NVIDIA / pyxis

Container plugin for Slurm Workload Manager
Apache License 2.0
263 stars 28 forks source link

Problems running OptiX job through Pyxis, what am I missing? #103

Closed crinavar closed 1 year ago

crinavar commented 1 year ago

Dear all, Although this is an OptiX error, I wonder if this is triggered by pyxis and if it has any solution.

So recently we realized that we cannot run OptiX jobs through Pyxis. When we launch a Slurm Job with a CUDA container and launch the binary, we get an error of the type Optix Error: 'Library not found'. We are using a CUDA container from Nvidia NGC, OptiX is installed (uncompressed) locally on the user's home. The code compiles OK on the interactive session of the job.
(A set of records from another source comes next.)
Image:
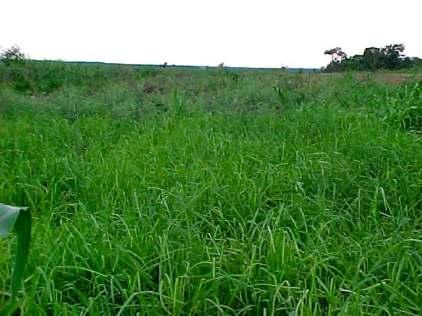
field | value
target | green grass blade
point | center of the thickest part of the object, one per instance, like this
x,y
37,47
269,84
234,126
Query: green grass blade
x,y
23,231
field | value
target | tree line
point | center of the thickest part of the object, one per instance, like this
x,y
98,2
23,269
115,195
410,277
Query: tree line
x,y
390,57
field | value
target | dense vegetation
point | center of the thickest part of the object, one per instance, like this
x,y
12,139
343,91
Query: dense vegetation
x,y
390,57
174,191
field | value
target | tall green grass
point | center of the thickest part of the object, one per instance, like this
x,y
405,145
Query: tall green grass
x,y
203,193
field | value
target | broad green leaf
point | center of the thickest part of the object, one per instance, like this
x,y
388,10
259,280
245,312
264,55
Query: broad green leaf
x,y
8,216
19,219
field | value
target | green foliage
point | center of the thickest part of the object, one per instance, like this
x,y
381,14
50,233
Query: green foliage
x,y
19,220
185,191
390,57
404,107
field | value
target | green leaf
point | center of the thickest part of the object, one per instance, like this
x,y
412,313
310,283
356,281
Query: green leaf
x,y
18,218
8,216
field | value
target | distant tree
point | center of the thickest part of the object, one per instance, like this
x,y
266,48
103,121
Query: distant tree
x,y
390,57
337,54
12,55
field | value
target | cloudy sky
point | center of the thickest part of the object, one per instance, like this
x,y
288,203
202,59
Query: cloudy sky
x,y
255,33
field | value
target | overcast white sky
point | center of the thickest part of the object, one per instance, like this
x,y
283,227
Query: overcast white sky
x,y
255,33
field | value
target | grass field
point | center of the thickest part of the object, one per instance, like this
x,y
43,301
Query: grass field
x,y
208,192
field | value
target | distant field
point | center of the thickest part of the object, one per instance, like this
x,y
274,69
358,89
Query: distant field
x,y
212,192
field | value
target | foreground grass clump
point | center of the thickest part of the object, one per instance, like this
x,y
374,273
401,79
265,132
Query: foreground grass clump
x,y
215,198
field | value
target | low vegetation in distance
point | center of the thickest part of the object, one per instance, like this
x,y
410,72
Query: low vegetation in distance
x,y
163,190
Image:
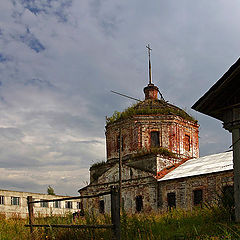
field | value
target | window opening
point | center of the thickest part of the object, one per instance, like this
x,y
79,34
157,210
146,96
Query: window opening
x,y
101,206
197,196
118,142
171,198
131,173
187,142
15,201
43,204
139,203
57,204
123,203
68,204
228,197
155,139
1,200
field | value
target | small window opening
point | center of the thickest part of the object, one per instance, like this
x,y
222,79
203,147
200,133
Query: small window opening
x,y
155,139
187,142
122,203
118,143
171,198
228,196
197,197
57,204
131,173
139,203
68,204
101,206
43,204
1,200
15,201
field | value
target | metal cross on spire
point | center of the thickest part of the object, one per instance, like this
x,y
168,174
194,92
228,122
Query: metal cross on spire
x,y
149,63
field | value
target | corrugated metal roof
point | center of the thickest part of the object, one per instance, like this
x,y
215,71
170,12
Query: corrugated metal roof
x,y
203,165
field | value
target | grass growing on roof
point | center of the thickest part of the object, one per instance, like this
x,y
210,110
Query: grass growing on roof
x,y
137,109
156,150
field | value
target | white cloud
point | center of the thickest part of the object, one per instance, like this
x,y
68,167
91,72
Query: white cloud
x,y
54,98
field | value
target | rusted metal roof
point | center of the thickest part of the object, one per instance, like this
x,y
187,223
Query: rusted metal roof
x,y
203,165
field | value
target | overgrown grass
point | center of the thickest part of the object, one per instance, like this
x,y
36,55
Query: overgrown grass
x,y
201,223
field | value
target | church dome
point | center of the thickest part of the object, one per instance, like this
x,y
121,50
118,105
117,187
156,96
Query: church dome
x,y
149,107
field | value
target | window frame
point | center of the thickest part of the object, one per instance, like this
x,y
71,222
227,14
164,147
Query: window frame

➜  srun -p gpu --container-name=cuda-11.4.2 --gpus=1 --pty zsh
➜  build git:(main) ./rtxcuda 0 $((2**20)) 1 4

RTX Config.........................../home/cnavarro/temporal/RTX-CUDA-template/./src/rtx_functions.h:47 Optix Error: 'Library not found'
➜  build git:(main) ./rtxcuda 0 $((2**20)) 1 4

After some google searching, I found that the solution may be this https://github.com/NVIDIA/nvidia-container-toolkit/issues/187 (i.e., to add /usr/lib/x86_64-linux-gnu/libnvoptix.so.1 through libnvidia-container) but I am not sure how this translates to the Pyxis environment. Any guides are welcome.

flx42 commented 1 year ago

Try using NVIDIA_DRIVER_CAPABILITIES=utility,compute,graphics srun -p gpu --container-image ...

crinavar commented 1 year ago

Many thanks! It worked perfectly

flx42 commented 1 year ago

ENV NVIDIA_DRIVER_CAPABILITIES=utility,compute,graphics should be added to the Dockerfile then.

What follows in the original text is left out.